Australian flexible work company, Beam Australia, has launched a new cloud-based, data-driven start-up and platform, Beamible, to uncover workforce insights that help organisations improve hybrid and flexible work design, create a more inclusive workforce and tackle fast-accelerating issues such as employee burnout.
Designed and engineered in Australia, Beamible is a SaaS platform that takes a ‘bottom-up, people-led’ approach to people analytics.
It includes a simple user interface to enable all staff, HR leaders and CEOs to use it.
The company received $400,000 from the recent Accelerating Commercialisation Grant via the Department of Industry, adding to over $1.1 million raised in private investment.

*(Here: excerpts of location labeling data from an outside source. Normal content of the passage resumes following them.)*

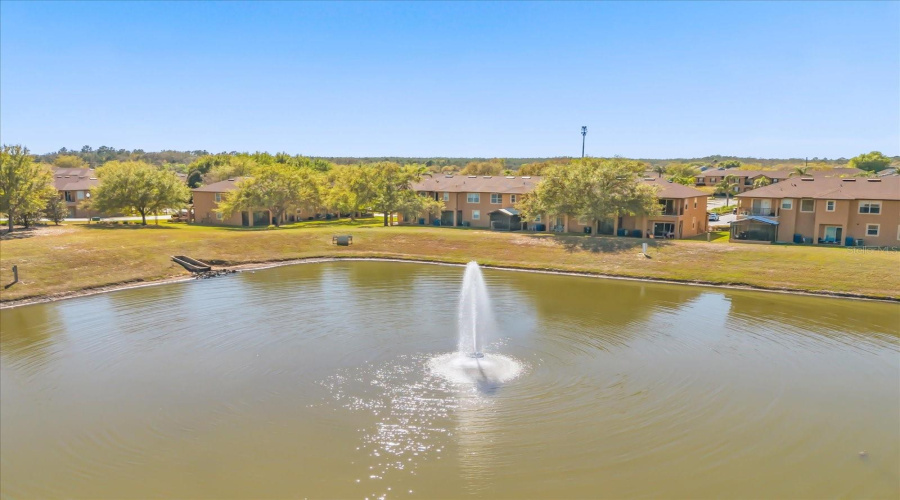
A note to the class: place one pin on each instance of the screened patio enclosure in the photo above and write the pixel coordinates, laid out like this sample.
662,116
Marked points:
754,228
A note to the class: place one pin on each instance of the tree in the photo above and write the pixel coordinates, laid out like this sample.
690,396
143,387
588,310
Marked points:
69,161
24,184
56,209
276,187
682,173
136,187
537,168
593,189
351,188
169,191
728,185
392,189
870,162
492,167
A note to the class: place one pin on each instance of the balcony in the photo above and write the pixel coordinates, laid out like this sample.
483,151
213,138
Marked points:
762,212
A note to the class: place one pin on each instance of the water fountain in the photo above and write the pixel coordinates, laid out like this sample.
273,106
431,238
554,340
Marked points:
475,315
475,325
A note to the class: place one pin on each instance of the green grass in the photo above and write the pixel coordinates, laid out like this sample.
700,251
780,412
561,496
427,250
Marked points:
73,257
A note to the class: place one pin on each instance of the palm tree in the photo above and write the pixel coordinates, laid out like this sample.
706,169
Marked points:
728,185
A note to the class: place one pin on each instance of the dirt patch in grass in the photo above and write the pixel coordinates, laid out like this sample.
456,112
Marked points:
72,258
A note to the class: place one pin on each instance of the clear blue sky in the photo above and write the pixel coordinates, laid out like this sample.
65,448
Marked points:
650,80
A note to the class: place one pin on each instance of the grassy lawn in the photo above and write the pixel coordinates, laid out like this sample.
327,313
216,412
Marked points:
72,257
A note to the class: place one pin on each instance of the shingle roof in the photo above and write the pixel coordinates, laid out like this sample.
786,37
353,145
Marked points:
219,187
832,188
673,189
778,174
74,179
477,184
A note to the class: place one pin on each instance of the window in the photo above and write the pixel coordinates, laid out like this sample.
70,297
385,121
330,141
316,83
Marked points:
870,207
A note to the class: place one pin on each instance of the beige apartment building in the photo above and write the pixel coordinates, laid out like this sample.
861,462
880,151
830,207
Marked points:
478,200
206,202
682,215
489,202
822,210
74,186
746,178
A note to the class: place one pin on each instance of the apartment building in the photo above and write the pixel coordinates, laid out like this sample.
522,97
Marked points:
822,210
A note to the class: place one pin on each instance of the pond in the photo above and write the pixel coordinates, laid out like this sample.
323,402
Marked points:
318,380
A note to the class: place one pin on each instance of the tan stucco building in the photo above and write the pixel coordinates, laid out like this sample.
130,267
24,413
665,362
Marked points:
825,210
74,186
489,202
746,178
470,200
206,203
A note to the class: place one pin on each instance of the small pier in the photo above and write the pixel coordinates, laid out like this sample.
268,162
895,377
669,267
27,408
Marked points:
192,265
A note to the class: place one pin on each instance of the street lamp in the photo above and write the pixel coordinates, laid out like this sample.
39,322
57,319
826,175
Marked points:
583,134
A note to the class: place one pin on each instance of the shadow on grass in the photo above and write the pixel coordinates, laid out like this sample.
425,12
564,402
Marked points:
125,227
18,234
601,244
335,224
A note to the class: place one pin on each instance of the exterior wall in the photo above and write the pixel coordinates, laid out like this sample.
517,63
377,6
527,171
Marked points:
457,202
205,210
693,218
75,211
811,225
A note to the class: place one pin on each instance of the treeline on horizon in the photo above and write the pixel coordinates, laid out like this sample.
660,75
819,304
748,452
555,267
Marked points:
201,167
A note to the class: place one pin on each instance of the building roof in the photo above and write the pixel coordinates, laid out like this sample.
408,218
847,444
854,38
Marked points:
477,184
219,187
832,188
757,218
74,179
507,211
668,189
778,174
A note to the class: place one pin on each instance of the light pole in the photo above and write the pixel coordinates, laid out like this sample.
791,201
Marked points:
583,134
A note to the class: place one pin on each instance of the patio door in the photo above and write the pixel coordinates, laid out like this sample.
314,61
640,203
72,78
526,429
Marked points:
762,207
661,229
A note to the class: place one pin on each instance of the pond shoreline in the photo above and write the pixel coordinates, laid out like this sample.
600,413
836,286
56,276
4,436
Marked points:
314,260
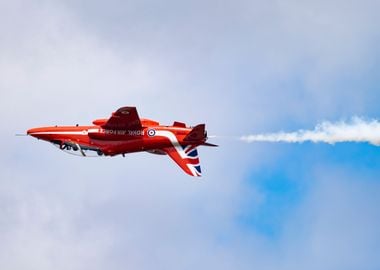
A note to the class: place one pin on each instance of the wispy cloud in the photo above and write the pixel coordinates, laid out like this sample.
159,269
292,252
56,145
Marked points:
355,130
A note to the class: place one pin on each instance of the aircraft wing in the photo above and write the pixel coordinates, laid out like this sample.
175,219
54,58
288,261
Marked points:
186,157
123,118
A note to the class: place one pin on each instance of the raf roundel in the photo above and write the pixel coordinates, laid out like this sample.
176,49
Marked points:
151,132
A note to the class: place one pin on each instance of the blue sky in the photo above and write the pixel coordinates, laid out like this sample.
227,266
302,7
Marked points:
241,67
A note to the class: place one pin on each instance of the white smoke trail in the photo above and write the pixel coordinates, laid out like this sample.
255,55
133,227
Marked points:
356,130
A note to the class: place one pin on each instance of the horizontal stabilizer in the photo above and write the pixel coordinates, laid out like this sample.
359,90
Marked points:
196,134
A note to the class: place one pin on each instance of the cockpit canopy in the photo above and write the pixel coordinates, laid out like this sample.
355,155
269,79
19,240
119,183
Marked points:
77,149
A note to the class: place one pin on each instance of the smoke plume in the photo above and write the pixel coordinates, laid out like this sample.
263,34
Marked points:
355,130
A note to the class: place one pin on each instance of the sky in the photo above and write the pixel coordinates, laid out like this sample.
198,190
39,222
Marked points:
241,67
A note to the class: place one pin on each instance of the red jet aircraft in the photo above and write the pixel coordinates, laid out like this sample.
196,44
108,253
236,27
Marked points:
124,132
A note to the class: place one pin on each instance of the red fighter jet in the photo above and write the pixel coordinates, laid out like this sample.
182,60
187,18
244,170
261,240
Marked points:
124,132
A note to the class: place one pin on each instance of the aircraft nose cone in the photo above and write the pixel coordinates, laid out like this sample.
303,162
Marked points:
33,132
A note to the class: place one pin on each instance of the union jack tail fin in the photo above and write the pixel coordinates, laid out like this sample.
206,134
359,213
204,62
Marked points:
186,157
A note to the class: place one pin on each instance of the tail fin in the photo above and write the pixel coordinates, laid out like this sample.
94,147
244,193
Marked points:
186,157
197,134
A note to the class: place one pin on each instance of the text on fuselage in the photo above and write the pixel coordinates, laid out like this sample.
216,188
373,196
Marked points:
137,132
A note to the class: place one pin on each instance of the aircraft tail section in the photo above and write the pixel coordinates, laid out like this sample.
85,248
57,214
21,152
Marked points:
198,133
186,157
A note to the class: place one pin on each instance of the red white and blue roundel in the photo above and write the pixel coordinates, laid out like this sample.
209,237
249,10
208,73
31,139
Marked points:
151,132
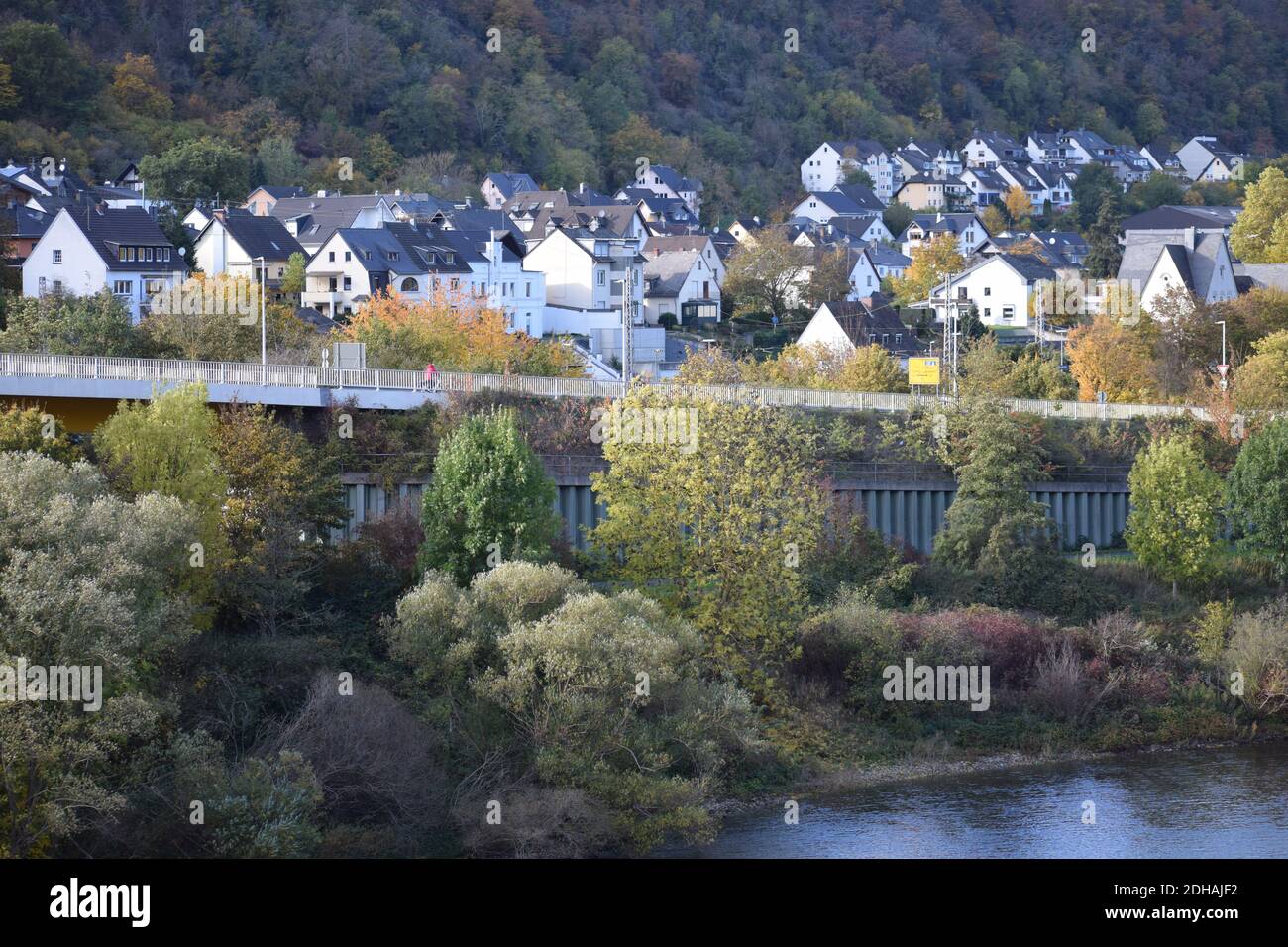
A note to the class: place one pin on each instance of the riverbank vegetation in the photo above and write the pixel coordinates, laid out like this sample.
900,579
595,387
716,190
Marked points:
459,681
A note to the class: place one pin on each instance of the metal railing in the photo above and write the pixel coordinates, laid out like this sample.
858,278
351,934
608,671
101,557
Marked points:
170,369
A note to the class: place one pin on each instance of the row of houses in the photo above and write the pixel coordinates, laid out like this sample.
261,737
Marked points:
926,174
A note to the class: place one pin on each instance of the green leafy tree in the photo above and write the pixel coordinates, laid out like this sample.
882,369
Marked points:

The platform has been successfully piloted with companies including NRMA, Metcash, General Mills, The TOM Co, and not-for-profit B Lab, with feedback highlighting Beamible has been a major driver in pilot companies’ gender diversity and flexible work programs.
“WGEA was particularly interested in this, and specifically that it supports flexible role design for senior roles. We’re committed to making real progress on flexible work, gender diversity and productivity in a hybrid-working workforce.”
Beam and Beamible Co-Founders and Co-CEOs Victoria Stuart and Stephanie Reuss believe there is a real opportunity and momentum among enterprises to retire the inflexible ways of working that have kept people who need to work part-time and improve diversity.
“We hosted a roundtable with nearly 40 companies and government agencies, including BHP, Xero, Dan Murphy’s, Services Australia and Woolworths, in March and there is a real impetus to reshape the way we work,” said Stuart.
This is about a new era of flexible working and recognising the real business risks that exist around failing to develop inclusion, company connection and leadership capability.
“While flexible working has become a default promise on job applications, the myth that all roles need to be 40 – or in many cases 80 or more – hours per week is alive and well,”
Added Reuss. “We’re paving the way for companies that want to flex but struggle to get there with a focus on outcomes.
Research categorically shows that failure to recognise part-time work keeps some of the best talent out of the market, and in the vast majority of cases, the best women.”
One of the key issues the platform aims to address is burnout, with around three quarters of Australians suffering from this last year as they worked on average two-to-four extra hours per day and took fewer breaks.
It addresses this with data, creating visibility over teams and workloads, easy redistribution of those workloads, reduction in unnecessary meetings, and a focus on outcome-based working.
With the World Health Organisation (WHO) defining burnout as an Organisational responsibility, the company believes putting the systems in place to flag burnout risks, as well as mechanisms to address it, has become a must-have.
But at the moment this data is non-existent for organisations as they attempt to gauge their exposure on ‘gut feel’.
Buoyed by the successful pilot program and roundtable discussion with leading Australian companies, the new platform aims to be a catalyst to improve employee wellbeing, fast emerging as a defining issue in post-pandemic leadership.
The platform builds on the vision of Stuart and Reuss, Google and CEB veterans respectively, to end rigid, outdated job constructs which keep so many highly capable professionals – mostly women – out of the workforce.
“Beamible supports team-based role design for organisations wanting to give autonomy to their people, while ensuring the work is focused on the right priorities, in the right place at the right time,” said Reuss.
“Through our established business, we’ve created a flexible jobs marketplace and consulting services to help Australian businesses implement practical flexible work solutions to make their workplaces more inclusive,” added Stuart.
Beamible is expected to build on the $25 million in incremental jobs Beam has created since 2016, with female ‘Beamers’ making up 87 per cent of that contribution.